A questo tour Fedorov ne ha aggiunto un altro più “tecnico”. Londra, San Francisco, Toronto, Bruxelles, Davos, Dubai, ovunque ci fossero fiere militari, o Hi-Tech, lui c’era. Ha creato una piattaforma, Brave1, dove ogni tipo di azienda (dalle Big tech alle startup) può applicare per un pitch e cercare fondi. Secondo il Times sono oltre 1200 le applicazioni ricevute, molte hanno vinto l’opportunità di testare i prototipi o i prodotti sul campo di battaglia. Tra le tecnologie più apprezzate e testate ci sono quelle relative ai droni, trascrizioni di comunicazioni russe ottenute grazie alle intelligenze artificiali, modifiche e aggiornamenti per vulnerabilità cibernetiche di reti e software e equipaggiamento per sminare il campo. Tra le tante startup che si sono distinte c'è l’acceleratore militare chiamato D3 (Dare to Defend Democracy). Molti investitori occidentali, tra cui l’ex Ceo di Google, Eric Schmidt, hanno pompato della giovane realtà milioni di dollari. Ovviamente questa bonanza di investimenti hi-tech non è limitata agli Usa. Il produttore di droni tedesco Quantum ha dichiarato che aprirà un centro ricerche a Kyiv. Seguito a ruota dai giapponesi della Rakuten e dall’azienda turca famosa per I suoi droni Baykar.

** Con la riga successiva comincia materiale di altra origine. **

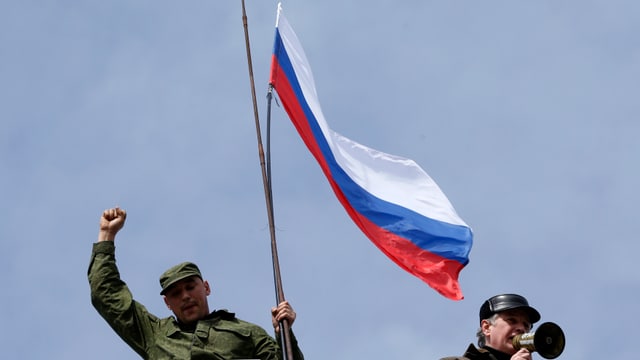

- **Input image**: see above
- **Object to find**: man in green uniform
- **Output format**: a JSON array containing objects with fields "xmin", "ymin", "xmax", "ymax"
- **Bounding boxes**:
[
  {"xmin": 89, "ymin": 207, "xmax": 304, "ymax": 360},
  {"xmin": 440, "ymin": 294, "xmax": 541, "ymax": 360}
]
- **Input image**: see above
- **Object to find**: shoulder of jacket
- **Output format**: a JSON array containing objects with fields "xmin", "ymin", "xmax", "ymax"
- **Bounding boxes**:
[{"xmin": 440, "ymin": 343, "xmax": 482, "ymax": 360}]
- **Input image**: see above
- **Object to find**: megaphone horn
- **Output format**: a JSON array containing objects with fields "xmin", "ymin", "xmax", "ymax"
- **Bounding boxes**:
[{"xmin": 512, "ymin": 322, "xmax": 565, "ymax": 359}]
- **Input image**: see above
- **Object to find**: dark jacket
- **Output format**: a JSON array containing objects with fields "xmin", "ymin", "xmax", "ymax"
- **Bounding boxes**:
[{"xmin": 441, "ymin": 344, "xmax": 512, "ymax": 360}]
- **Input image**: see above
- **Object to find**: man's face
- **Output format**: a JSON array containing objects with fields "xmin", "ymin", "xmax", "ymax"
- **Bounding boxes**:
[
  {"xmin": 163, "ymin": 276, "xmax": 211, "ymax": 325},
  {"xmin": 483, "ymin": 309, "xmax": 532, "ymax": 355}
]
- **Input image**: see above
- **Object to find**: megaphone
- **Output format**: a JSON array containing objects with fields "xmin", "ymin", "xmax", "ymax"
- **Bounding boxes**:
[{"xmin": 512, "ymin": 322, "xmax": 565, "ymax": 359}]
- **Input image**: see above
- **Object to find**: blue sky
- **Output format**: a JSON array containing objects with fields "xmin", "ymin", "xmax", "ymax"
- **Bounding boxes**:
[{"xmin": 1, "ymin": 1, "xmax": 639, "ymax": 359}]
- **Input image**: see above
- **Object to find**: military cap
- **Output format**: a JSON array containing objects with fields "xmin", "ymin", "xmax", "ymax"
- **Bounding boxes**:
[
  {"xmin": 479, "ymin": 293, "xmax": 541, "ymax": 324},
  {"xmin": 159, "ymin": 262, "xmax": 202, "ymax": 295}
]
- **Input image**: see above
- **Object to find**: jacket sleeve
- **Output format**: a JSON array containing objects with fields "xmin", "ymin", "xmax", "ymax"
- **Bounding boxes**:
[
  {"xmin": 88, "ymin": 241, "xmax": 157, "ymax": 358},
  {"xmin": 274, "ymin": 329, "xmax": 304, "ymax": 360},
  {"xmin": 245, "ymin": 324, "xmax": 304, "ymax": 360}
]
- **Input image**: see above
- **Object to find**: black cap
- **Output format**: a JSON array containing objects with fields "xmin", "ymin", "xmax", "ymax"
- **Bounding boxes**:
[{"xmin": 479, "ymin": 294, "xmax": 541, "ymax": 324}]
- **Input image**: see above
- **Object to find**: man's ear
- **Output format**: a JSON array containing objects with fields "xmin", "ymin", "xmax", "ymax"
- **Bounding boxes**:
[
  {"xmin": 204, "ymin": 280, "xmax": 211, "ymax": 296},
  {"xmin": 163, "ymin": 296, "xmax": 171, "ymax": 310},
  {"xmin": 481, "ymin": 319, "xmax": 492, "ymax": 336}
]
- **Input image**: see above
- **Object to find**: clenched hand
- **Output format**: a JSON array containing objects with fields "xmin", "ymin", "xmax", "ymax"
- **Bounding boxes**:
[{"xmin": 98, "ymin": 207, "xmax": 127, "ymax": 242}]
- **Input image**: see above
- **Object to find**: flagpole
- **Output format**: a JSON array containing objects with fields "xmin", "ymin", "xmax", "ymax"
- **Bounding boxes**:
[{"xmin": 240, "ymin": 1, "xmax": 294, "ymax": 359}]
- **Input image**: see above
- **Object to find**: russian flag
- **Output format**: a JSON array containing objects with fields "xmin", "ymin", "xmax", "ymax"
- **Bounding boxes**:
[{"xmin": 269, "ymin": 3, "xmax": 473, "ymax": 300}]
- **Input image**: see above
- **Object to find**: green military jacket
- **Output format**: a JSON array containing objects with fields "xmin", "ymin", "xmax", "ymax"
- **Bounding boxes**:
[{"xmin": 88, "ymin": 241, "xmax": 304, "ymax": 360}]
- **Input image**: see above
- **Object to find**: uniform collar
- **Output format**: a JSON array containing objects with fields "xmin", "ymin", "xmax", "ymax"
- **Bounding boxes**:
[{"xmin": 165, "ymin": 309, "xmax": 237, "ymax": 336}]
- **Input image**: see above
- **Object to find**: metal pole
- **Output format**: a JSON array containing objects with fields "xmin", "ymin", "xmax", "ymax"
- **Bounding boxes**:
[{"xmin": 240, "ymin": 1, "xmax": 293, "ymax": 359}]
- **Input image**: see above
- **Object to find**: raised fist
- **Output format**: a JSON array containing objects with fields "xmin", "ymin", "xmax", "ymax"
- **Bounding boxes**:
[{"xmin": 98, "ymin": 207, "xmax": 127, "ymax": 242}]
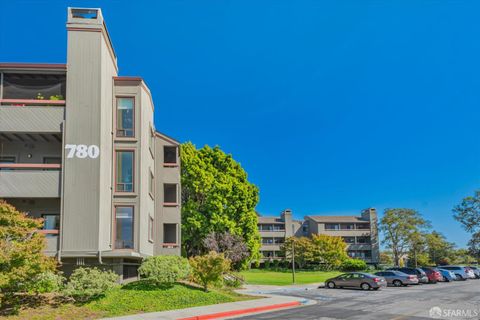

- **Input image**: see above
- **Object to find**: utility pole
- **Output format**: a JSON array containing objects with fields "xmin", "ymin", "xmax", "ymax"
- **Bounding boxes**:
[{"xmin": 291, "ymin": 224, "xmax": 296, "ymax": 284}]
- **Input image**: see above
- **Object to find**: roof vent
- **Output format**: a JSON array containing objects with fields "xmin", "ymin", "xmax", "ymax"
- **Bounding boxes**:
[{"xmin": 71, "ymin": 8, "xmax": 98, "ymax": 19}]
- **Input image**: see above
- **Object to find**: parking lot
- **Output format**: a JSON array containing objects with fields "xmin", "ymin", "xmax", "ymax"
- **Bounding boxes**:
[{"xmin": 238, "ymin": 280, "xmax": 480, "ymax": 320}]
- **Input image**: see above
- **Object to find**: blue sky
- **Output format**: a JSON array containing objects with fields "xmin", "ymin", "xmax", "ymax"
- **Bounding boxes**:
[{"xmin": 1, "ymin": 1, "xmax": 479, "ymax": 247}]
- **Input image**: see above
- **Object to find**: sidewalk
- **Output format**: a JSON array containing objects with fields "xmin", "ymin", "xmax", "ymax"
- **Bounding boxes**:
[{"xmin": 103, "ymin": 284, "xmax": 316, "ymax": 320}]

Il futuro un territorio inesplorato

Ovviamente ci sono dei limiti a quanto questo miracolo digitale bellico può fare. Per fortuna (o sfortuna) le guerre ad oggi sono ancora combattute sul campo da esseri viventi, in maggioranza umani. Per quanto la capacità d’analisi dati, discernimento e valorizzazione degli stessi, si sia evoluta rapidamente in Ucraina, grazie alla visionarietà docile e disinteressata delle Big Tech occidentali, l’Ucraina sta finendo gli scarponi sul terreno. La necessità di avere soldati sul campo è invero, per quanto triste possa apparire, una garanzia che le guerre possano aver un limite. Ogni democrazia ha un limite di tolleranza in merito a quanti padri, figli, fratelli, possono tornare in patria lacerati nel corpo e nell’anima. Tuttavia Palantir e le altre Big Tech americane guardano lungo. Sempre più le missioni di pace occidentali saranno combattute con una crescente presenza di sintetici (fisici o digitali).

Le future democrazie dei droni occidentali, con una forza militare umana sempre più inadatta alla guerra, o democraticamente non disponibile a farsi sventrare per interessi di pochi, saranno fatte da corpi scelti, probabilmente di professionisti, a cui si aggiungeranno dispiegamenti massicci di sintetici di varia natura: dagli sciami di droni a “intelligenze artificiali” belliche. L’Ucraina quindi, ha deciso già ora che il sacrificio di centinaia di migliaia di civili e militari sarà un’opportunità futura su cui capitalizzare per divenire un laboratorio a cielo aperto per ogni azienda che voglia sviluppare tecnologie belliche o di “sicurezza civile”, senza fare troppo domande. Resta solo da comprendere quanto i civili e i militari ucraini siano coscienti di avere il valore delle cavie di laboratorio. Ma qualche sacrificio per il futuro della guerra si devono pur fare.